Iqaluit resident Barb Heming says the skate park was one of the reasons her family decided to move to Iqaluit.

“The first thing my son asked was, do they have a hockey team, I said yes, and he was like, ‘Meh,’ but I said, “And they have a skate park and he said, “That’s it, I am in, let’s pack our bags, I am coming,” Heming said.

However, her son would often go to the skate park to find the doors locked. “He would show up and there would be nobody here,” Heming said.

So by the end of the year, he stopped going.

She also said that a lack of planned events and advertising might explain the low attendance.

“When you don’t advertise for events, then don’t show up when you do, it makes it really difficult for the youth to access it,” she said.

But Conor Goddard, a youth coordinator with the city, who is also a skateboarder, said that as an employee he knows first-hand how empty the place was.

“The reality is the statistics are what they are,” Goddard said, explaining the daily average was five people on Saturdays in August of last year, but was overall 1.5 per day.

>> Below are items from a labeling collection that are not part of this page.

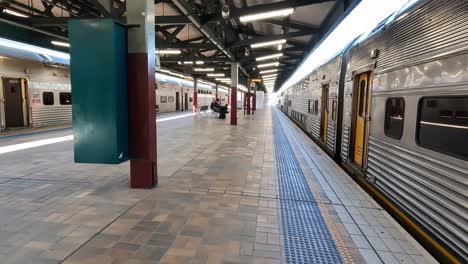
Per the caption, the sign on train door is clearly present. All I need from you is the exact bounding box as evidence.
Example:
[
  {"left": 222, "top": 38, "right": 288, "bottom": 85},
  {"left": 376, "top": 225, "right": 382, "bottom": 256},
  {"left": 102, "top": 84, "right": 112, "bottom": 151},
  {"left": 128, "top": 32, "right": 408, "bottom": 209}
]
[
  {"left": 320, "top": 84, "right": 330, "bottom": 143},
  {"left": 354, "top": 72, "right": 371, "bottom": 167},
  {"left": 3, "top": 78, "right": 24, "bottom": 127}
]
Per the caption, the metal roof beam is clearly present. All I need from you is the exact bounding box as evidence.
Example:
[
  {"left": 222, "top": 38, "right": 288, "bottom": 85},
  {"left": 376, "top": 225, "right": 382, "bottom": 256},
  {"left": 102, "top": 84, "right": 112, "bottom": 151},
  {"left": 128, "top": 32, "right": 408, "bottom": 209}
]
[
  {"left": 259, "top": 19, "right": 319, "bottom": 33},
  {"left": 156, "top": 40, "right": 218, "bottom": 50},
  {"left": 160, "top": 56, "right": 231, "bottom": 62},
  {"left": 154, "top": 16, "right": 192, "bottom": 25},
  {"left": 230, "top": 0, "right": 335, "bottom": 18},
  {"left": 229, "top": 31, "right": 314, "bottom": 48}
]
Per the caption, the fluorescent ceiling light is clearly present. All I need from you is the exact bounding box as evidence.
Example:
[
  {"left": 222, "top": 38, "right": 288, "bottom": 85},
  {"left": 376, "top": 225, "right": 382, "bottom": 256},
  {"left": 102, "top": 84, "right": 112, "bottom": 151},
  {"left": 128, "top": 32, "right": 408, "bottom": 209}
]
[
  {"left": 262, "top": 73, "right": 278, "bottom": 78},
  {"left": 0, "top": 38, "right": 70, "bottom": 60},
  {"left": 255, "top": 53, "right": 283, "bottom": 61},
  {"left": 3, "top": 9, "right": 29, "bottom": 17},
  {"left": 239, "top": 8, "right": 294, "bottom": 23},
  {"left": 260, "top": 69, "right": 278, "bottom": 74},
  {"left": 193, "top": 68, "right": 214, "bottom": 71},
  {"left": 206, "top": 73, "right": 224, "bottom": 77},
  {"left": 156, "top": 49, "right": 182, "bottom": 54},
  {"left": 257, "top": 62, "right": 279, "bottom": 68},
  {"left": 51, "top": 40, "right": 70, "bottom": 48},
  {"left": 278, "top": 0, "right": 418, "bottom": 93},
  {"left": 250, "top": 39, "right": 286, "bottom": 49}
]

Goddard says events were advertised: barbecues and adult clinics, and even two youth clinics.

“I showed up that night and we had zero people,” Goddard said. “In both cases they were heavily advertised on social media. There was a will with the staff, but part of keeping them here is having people in the building.”

No decision was made on Monday, but Akumalik agreed that if more people sign the Chalut family’s petition before the next council meeting on June 12, as long as the signatures are those of Iqaluit residents, it could be brought up as a recommendation to council.

Brisebois said he will push to create a list of people who will commit to use the space and try to find a councillor to sponsor and support it in the meantime.